Monday, December 2, 2019

Spider Baby: Where the 1940s met the 1960s

Spider Baby, or The Maddest Story Ever Told (1968)
Starring: Jill Banner, Beverly Washburn, Lon Chaney Jr., Joan Keller, Quinn Redeker, Carol Ohmart, Mary Mitchel, Karl Schanzer, Sid Haig, and Mantan Moreland
Director: Jack Hill
Rating: Seven of Ten Stars

The last remaining servant of the Merrye family, Bruno (Chaney), has spent his life caring for the three demented children (Banner, Haig, and Washburn) who are heirs to its fortune, keeping their deep psychopathies hidden and controlled. But greedy distant relatives and their lawyer (Mitchel, Ohmart, Redeker, and Schanzer) arrive to take the mansion and the money, Bruno's tentative hold on them slips... with deadly results.


"Spider Baby" is an atmospheric little movie that moves easily from horror to comedy and that amply proves the point that filmmakers don't necessarily need budgets in the hundreds of thousands to make good movies, nor does a film need to be graphic to be sexy or scary. In fact, I don't recall a scene that was more scary and sexy than the "seduction" scene between the homicidal underage vixen and wanna-be human spider Virginia and one of the dipsticks that have come to take her house and caregiver away.

Although the film suffers from uneven pacing, and the would-be explosive ending falls short of what writer/director Hill hoped for due to budget limitations, it is carried by striking performances from its young female stars, Jill Banner and Beverly Washburn, who manage to in turn be funny, sexy and scary; and from Lon Chaney Jr, who in the fading twilight of his career managed to shake off the weight of alcoholism long enough to turn in a performance that reminds viewers of the great performances he turned in during the 1940s and early 1950s.
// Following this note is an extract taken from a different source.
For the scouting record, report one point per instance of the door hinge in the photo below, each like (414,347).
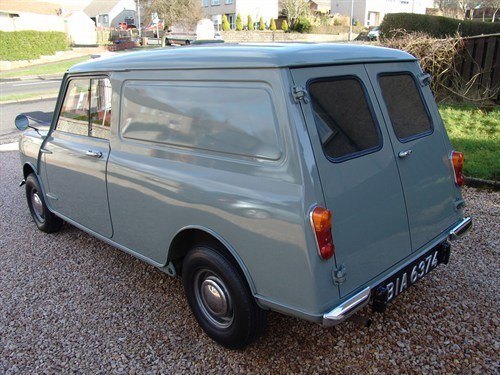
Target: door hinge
(425,79)
(339,275)
(300,93)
Carol Ohmart is also wonderful as a bitchy gold-digger whom viewers will delight in watching getting her come-uppence, while Mantan Moreland, in a small part, turns in performance that, like Chaney, evokes pleasant memories of the 1940s when he was at the height of his comedic powers (even if he also comes to a very creepy end).

In many ways, the film straddles cinematic time periods. It has the appearance and flavor of a quirky 1960s low-budget drive-in film, but it's not only the presence of a rejuvenated Chaney and Moreland that calls to mind the 1940s; "Spider Baby" has at its core a spirit of craziness reminiscent of Monogram Pictures horror films. The combination adds up to a movie that has a one-of-a-kind quality that more than makes up for any budget- and pacing-related shortcomings. It's a film that any lover of B-movie classics needs to experience.